Editor's note: As the NLCS and ALCS get underway, SN will present a case for why each of the remaining four teams will win the 2019 World Series.
Some things in baseball are beyond the explicable.
Juju? Baseball gods? Mojo? They might be unquantifiable things in an increasingly quantifiable sport, but if there's any one team that has defied the odds in 2019, it's the Yankees.
More than 30 players spent time on the injured list in 2019, and it took until the postseason for most of the team to get back and healthy. Along the way, the Yankees won 103 games and their first AL East crown in seven years, so there might be some kind of higher power at work here.
In any case, when the Yankees were building a new core four-plus years ago, it seemed like a foregone conclusion that championship runs would be in their future. Well, after that surprising 2017 team and a disappointing end to 2018, 2019 presents a great opportunity for the Bombers to mash their way to No. 28.
Offense, offense and, oh, offense
Need we say more?
Juiced ball theories or not, there's a reason this Yankees team hit more than 300 home runs in the regular season and was one of the best offenses that baseball has seen in decades. Even while dealing with injuries to major players this season — they were without Aaron Judge for 50 games, Giancarlo Stanton for nearly the entire season, to name a few — they finished with 306 home runs (second in the majors), a .267 batting average (fourth in the majors) and 943 runs scored (first in the majors).
While the Yankees weren't afraid to strike out, they were pretty much middle of the pack in the majors when it came to strikeouts this season, notching 1,437 whiffs, ranking 14th in baseball. The idea that they're a feast-or-famine team is inaccurate at best and pigheaded at worst.
Obviously, 2019 has been the year of the offense, even if the postseason has course-corrected and pitching has been more of a focus. But when an offense like the Yankees' is an active volcano, nobody wants to be the next Pompeii.
Bull(pen) in a china shop
It's a scary proposition knowing the Yankees can shorten a game to five innings given the names they're running out of their bullpen.

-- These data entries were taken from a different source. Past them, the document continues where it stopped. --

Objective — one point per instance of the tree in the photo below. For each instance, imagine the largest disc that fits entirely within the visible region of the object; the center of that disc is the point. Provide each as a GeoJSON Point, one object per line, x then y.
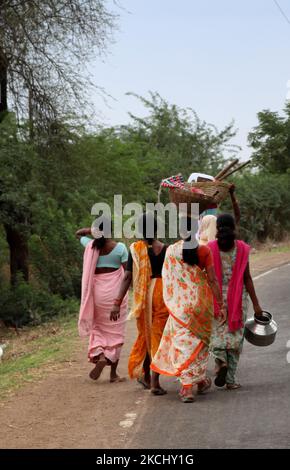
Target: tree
{"type": "Point", "coordinates": [44, 49]}
{"type": "Point", "coordinates": [271, 141]}
{"type": "Point", "coordinates": [174, 140]}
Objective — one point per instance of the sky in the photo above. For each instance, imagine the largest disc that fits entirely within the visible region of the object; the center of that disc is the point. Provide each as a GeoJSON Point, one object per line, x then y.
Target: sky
{"type": "Point", "coordinates": [226, 59]}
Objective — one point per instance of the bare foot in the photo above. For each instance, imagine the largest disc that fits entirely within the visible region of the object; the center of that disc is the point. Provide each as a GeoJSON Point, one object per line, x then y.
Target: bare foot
{"type": "Point", "coordinates": [96, 372]}
{"type": "Point", "coordinates": [117, 379]}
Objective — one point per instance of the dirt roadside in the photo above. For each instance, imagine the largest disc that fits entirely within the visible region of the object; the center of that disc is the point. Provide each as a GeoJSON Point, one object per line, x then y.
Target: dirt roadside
{"type": "Point", "coordinates": [68, 410]}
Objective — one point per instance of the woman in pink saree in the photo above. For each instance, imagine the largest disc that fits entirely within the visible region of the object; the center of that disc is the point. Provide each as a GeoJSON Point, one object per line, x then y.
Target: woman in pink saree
{"type": "Point", "coordinates": [103, 271]}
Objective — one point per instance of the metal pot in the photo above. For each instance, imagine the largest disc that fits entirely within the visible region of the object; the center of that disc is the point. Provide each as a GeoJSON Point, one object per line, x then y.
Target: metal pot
{"type": "Point", "coordinates": [261, 330]}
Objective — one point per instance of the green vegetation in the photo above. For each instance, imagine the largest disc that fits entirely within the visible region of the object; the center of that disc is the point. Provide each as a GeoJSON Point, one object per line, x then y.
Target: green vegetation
{"type": "Point", "coordinates": [36, 351]}
{"type": "Point", "coordinates": [53, 169]}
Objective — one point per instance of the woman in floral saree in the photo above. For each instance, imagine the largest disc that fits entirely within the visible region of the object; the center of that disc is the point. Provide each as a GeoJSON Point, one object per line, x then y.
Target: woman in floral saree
{"type": "Point", "coordinates": [189, 283]}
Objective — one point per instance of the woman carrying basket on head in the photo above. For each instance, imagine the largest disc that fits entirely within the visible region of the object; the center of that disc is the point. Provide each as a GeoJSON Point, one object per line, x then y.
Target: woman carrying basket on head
{"type": "Point", "coordinates": [189, 285]}
{"type": "Point", "coordinates": [145, 262]}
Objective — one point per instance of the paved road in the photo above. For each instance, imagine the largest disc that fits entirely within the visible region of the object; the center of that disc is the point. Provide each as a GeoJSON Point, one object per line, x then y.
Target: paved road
{"type": "Point", "coordinates": [256, 416]}
{"type": "Point", "coordinates": [68, 410]}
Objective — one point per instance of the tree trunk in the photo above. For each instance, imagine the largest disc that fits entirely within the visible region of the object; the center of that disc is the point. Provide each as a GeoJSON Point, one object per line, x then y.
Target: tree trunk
{"type": "Point", "coordinates": [17, 242]}
{"type": "Point", "coordinates": [3, 84]}
{"type": "Point", "coordinates": [18, 254]}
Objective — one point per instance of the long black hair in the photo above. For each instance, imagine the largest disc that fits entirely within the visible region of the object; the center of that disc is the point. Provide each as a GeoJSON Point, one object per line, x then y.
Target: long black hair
{"type": "Point", "coordinates": [99, 243]}
{"type": "Point", "coordinates": [190, 255]}
{"type": "Point", "coordinates": [226, 231]}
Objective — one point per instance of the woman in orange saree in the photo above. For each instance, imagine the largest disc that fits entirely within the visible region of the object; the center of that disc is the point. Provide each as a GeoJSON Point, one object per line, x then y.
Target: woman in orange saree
{"type": "Point", "coordinates": [189, 285]}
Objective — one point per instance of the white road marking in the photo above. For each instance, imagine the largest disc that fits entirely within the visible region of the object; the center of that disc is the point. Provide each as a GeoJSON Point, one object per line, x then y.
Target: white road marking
{"type": "Point", "coordinates": [129, 421]}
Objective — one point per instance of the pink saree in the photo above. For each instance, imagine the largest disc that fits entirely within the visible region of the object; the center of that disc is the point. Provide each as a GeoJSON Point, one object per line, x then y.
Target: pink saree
{"type": "Point", "coordinates": [98, 294]}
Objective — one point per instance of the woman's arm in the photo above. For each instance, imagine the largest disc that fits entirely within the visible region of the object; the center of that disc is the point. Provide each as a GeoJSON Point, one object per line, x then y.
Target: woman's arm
{"type": "Point", "coordinates": [82, 232]}
{"type": "Point", "coordinates": [126, 282]}
{"type": "Point", "coordinates": [235, 204]}
{"type": "Point", "coordinates": [248, 281]}
{"type": "Point", "coordinates": [214, 285]}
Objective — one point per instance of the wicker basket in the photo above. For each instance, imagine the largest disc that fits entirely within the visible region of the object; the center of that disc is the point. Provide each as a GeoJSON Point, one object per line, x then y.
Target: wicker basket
{"type": "Point", "coordinates": [214, 193]}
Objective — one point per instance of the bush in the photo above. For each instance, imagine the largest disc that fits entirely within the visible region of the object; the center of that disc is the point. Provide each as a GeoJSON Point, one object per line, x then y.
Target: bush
{"type": "Point", "coordinates": [26, 303]}
{"type": "Point", "coordinates": [264, 200]}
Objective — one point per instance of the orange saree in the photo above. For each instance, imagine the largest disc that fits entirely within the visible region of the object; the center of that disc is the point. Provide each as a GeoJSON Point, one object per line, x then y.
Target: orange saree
{"type": "Point", "coordinates": [148, 308]}
{"type": "Point", "coordinates": [184, 349]}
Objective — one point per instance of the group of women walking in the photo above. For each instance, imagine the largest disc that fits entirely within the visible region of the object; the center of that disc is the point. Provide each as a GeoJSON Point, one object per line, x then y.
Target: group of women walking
{"type": "Point", "coordinates": [189, 300]}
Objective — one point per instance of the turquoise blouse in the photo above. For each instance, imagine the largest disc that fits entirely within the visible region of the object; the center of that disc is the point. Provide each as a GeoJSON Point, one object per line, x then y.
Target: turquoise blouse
{"type": "Point", "coordinates": [114, 259]}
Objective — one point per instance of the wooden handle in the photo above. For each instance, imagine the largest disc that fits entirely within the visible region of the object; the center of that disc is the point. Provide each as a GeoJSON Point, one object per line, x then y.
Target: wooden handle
{"type": "Point", "coordinates": [234, 170]}
{"type": "Point", "coordinates": [226, 169]}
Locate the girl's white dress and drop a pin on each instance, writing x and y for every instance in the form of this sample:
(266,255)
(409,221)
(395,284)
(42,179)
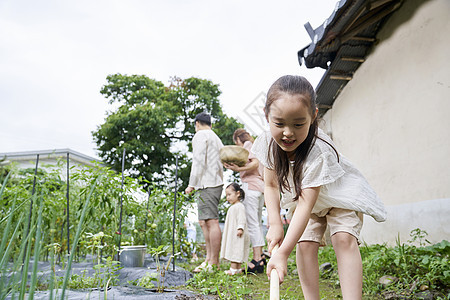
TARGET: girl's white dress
(342,185)
(234,248)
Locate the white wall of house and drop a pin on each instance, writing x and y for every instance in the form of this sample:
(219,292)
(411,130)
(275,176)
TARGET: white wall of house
(392,120)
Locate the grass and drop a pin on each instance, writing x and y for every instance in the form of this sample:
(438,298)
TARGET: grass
(417,268)
(256,286)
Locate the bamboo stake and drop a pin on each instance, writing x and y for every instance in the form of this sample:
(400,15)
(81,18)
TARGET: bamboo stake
(274,281)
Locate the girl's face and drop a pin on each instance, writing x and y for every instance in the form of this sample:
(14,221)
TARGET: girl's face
(289,121)
(232,195)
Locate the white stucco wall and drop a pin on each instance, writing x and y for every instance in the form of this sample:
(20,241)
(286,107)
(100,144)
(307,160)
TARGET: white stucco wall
(392,120)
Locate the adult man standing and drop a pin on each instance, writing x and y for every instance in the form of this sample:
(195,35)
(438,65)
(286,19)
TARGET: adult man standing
(207,177)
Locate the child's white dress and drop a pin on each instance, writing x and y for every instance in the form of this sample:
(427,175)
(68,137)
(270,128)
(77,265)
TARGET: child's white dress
(342,185)
(234,248)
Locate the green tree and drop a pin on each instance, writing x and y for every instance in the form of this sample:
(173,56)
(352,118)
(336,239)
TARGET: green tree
(154,123)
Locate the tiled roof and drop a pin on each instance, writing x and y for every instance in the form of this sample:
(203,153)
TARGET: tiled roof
(341,44)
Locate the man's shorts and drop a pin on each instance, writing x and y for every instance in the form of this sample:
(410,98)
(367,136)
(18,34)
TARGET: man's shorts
(339,220)
(208,202)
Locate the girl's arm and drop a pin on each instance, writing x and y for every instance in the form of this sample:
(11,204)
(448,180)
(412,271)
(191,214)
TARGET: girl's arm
(298,224)
(272,199)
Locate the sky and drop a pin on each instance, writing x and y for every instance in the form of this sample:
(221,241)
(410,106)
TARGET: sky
(55,56)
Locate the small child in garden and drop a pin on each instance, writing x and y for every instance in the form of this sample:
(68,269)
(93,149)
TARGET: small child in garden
(235,240)
(318,185)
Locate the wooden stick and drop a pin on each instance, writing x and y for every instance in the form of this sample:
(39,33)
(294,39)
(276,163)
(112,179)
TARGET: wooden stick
(274,281)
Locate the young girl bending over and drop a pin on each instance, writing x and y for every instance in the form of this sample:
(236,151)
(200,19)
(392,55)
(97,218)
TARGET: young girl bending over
(235,239)
(318,186)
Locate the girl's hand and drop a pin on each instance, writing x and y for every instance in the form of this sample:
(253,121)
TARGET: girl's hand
(232,167)
(278,261)
(275,235)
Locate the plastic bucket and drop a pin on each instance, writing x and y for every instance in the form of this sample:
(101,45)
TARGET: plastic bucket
(132,256)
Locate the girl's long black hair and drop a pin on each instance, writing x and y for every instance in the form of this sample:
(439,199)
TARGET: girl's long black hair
(293,85)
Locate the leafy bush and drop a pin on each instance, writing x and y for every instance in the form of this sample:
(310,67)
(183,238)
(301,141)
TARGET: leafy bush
(414,266)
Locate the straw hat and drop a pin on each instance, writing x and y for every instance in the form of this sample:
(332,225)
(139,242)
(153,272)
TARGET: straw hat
(234,155)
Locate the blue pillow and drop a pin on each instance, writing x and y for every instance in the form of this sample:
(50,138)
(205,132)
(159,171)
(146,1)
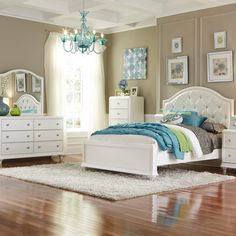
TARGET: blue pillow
(193,120)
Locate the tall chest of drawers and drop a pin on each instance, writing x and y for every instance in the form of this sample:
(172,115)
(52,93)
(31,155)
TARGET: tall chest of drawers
(126,109)
(31,136)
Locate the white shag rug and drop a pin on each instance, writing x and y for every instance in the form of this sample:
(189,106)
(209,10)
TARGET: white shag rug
(110,185)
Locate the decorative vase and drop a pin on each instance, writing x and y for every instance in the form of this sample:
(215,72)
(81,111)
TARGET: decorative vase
(15,111)
(4,108)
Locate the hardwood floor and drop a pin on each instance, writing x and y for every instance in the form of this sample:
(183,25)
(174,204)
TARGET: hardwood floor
(33,209)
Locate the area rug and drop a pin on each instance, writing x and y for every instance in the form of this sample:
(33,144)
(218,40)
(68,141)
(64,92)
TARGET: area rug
(110,185)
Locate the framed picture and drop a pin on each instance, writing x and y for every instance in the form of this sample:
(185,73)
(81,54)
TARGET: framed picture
(20,82)
(134,91)
(176,45)
(177,70)
(36,84)
(220,66)
(220,40)
(135,63)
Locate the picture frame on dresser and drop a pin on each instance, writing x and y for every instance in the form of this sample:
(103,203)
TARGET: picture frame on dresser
(20,82)
(233,122)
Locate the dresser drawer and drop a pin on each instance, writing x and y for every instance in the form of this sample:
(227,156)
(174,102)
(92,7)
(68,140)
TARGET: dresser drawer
(229,155)
(118,121)
(119,113)
(118,103)
(17,136)
(17,124)
(229,140)
(48,124)
(16,148)
(51,146)
(48,135)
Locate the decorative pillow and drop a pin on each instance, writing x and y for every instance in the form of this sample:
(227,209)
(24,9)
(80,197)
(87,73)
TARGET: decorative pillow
(212,127)
(172,119)
(193,120)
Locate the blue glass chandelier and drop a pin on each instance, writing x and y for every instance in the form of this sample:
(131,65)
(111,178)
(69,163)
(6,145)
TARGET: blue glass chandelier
(84,40)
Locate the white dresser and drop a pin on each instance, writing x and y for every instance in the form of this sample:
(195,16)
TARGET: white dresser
(31,136)
(126,109)
(228,149)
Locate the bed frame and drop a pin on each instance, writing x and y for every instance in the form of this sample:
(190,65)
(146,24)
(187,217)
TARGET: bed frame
(143,159)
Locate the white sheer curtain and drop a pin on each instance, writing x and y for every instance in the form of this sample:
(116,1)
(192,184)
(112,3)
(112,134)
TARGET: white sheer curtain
(93,116)
(93,99)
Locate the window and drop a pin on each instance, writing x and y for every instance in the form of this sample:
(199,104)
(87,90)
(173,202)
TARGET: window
(72,89)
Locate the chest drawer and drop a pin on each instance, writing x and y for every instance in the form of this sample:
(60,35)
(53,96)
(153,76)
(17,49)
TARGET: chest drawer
(47,135)
(17,136)
(119,113)
(118,103)
(51,146)
(17,148)
(229,155)
(17,124)
(48,124)
(229,140)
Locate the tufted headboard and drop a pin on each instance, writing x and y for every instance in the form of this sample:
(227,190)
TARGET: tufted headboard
(205,101)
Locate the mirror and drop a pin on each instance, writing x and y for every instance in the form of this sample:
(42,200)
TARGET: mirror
(24,88)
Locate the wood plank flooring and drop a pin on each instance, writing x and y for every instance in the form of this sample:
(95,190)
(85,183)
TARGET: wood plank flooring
(33,209)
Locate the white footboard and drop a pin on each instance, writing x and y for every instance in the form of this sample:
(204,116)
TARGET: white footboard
(123,157)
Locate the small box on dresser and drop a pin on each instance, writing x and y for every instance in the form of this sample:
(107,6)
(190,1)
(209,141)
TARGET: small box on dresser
(31,136)
(228,149)
(126,109)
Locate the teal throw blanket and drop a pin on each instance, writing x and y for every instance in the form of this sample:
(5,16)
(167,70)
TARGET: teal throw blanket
(163,135)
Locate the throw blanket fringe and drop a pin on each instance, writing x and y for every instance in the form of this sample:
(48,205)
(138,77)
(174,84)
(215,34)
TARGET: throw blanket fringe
(162,134)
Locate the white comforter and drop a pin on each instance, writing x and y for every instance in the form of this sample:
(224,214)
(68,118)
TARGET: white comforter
(196,152)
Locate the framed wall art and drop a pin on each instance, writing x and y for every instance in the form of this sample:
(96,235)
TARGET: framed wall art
(135,63)
(134,91)
(36,84)
(219,40)
(176,45)
(177,70)
(220,66)
(20,82)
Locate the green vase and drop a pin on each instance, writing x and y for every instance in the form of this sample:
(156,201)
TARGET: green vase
(4,108)
(15,111)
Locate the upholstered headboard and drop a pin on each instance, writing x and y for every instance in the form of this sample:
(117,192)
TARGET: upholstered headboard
(205,101)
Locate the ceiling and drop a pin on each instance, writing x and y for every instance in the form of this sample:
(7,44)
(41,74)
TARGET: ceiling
(106,16)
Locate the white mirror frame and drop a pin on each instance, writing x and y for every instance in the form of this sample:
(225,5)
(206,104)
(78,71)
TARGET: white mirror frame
(33,75)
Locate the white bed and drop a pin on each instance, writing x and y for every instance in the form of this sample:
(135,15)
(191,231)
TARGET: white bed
(141,155)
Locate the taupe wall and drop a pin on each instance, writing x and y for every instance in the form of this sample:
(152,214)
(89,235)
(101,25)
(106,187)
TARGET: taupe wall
(196,29)
(114,59)
(22,44)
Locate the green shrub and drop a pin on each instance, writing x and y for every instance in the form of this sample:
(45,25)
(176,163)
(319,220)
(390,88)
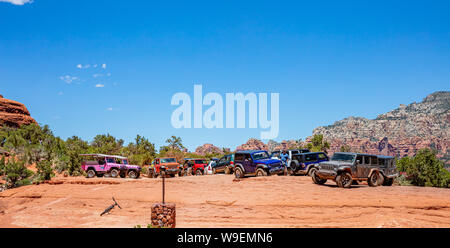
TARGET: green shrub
(44,170)
(425,169)
(15,172)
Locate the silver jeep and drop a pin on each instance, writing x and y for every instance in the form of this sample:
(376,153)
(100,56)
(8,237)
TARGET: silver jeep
(348,168)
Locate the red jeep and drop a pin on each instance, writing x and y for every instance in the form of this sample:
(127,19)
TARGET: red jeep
(171,166)
(194,166)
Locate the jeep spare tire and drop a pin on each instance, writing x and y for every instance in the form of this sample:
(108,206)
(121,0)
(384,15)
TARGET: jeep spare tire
(90,173)
(373,179)
(344,180)
(260,172)
(114,173)
(316,179)
(132,174)
(238,172)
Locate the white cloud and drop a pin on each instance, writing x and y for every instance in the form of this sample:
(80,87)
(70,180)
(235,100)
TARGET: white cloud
(80,66)
(69,79)
(17,2)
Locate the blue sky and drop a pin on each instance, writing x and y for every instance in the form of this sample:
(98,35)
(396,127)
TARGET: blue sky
(327,59)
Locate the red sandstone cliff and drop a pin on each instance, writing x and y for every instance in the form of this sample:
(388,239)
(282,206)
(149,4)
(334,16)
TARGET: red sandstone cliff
(14,114)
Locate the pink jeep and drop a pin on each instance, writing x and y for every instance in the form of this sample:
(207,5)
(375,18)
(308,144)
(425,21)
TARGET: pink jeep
(109,165)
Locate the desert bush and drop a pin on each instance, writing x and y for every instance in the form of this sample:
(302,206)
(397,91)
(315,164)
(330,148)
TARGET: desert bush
(425,169)
(44,170)
(16,171)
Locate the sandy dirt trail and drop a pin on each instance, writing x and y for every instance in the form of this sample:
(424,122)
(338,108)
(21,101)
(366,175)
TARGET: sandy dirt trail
(218,201)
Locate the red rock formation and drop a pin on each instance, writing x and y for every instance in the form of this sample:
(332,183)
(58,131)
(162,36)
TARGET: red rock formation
(253,144)
(401,132)
(14,114)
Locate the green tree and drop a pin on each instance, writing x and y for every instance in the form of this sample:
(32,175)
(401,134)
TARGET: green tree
(346,148)
(44,170)
(141,152)
(107,144)
(74,147)
(425,169)
(317,144)
(16,171)
(175,143)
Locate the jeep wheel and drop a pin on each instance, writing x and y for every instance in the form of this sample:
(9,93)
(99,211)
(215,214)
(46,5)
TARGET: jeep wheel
(292,172)
(90,173)
(260,172)
(132,174)
(388,181)
(373,179)
(238,172)
(154,174)
(344,180)
(316,179)
(114,173)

While mixing-and-matching for specific matchups is the strategy the Yankees deploy more than set innings in a bullpen, consider that they can run out Tommy Kahnle, Adam Ottavino, Zack Britton and Aroldis Chapman for a sixth, seventh, eighth and ninth inning, respectively. That's frightening, especially when all you need is a starter to give you five quality innings.
But the names don't end there: They also have reliever Chad Green, who has been lockdown since his return from the minors earlier in the season, and potentially J.A. Happ working in relief as well.
With a fully rested bullpen entering the ALCS, manager Aaron Boone won't be afraid to go to them early and often and treat every game like a Game 7.
An interesting tidbit: The Yankees' top three starters are not American-born. James Paxton (Canada), Masahiro Tanaka (Japan) and Luis Severino (Dominican Republic) are the 1-2-3 of the team's rotation. That means approximately nothing in the grand scheme of things, but what does mean something is that all these guys are pretty good.
Birthplace, stadium, continent doesn't matter. The Yankees' biggest bugaboo for years has been their starting rotation, and it finally looks like they have a top three that can compete with any lineup in baseball. Very early returns in a small sample size vs. Minnesota in the ALDS were pretty indicative of that.
James Paxton was masterful down the stretch, regardless of competition. In the last 11 games he pitched in the regular season, he threw to a 2.51 ERA in 61 innings, struck out 69 batters and allowed 17 earned runs. He also wasn't getting hit, allowing a .171 batting average against. That continued in the ALDS despite some struggles.
Luis Severino certainly looks the part of Yankees ace, though injuries played a major part in his 2019 season. In ALDS Game 3 he pitched four shutout innings, though he was hit around a bit and walked two on the day. He exited the game having done his part, and the Yankees exited target field on their way to the ALCS.
Masahiro Tanaka is as money as it gets come October. He has a career 1.54 postseason ERA in six starts, with a 0.800 WHIP and six runs allowed in 35 innings. Those are all pretty good numbers.
Should the Yankees win the World Series, those three are going to play a big part in it.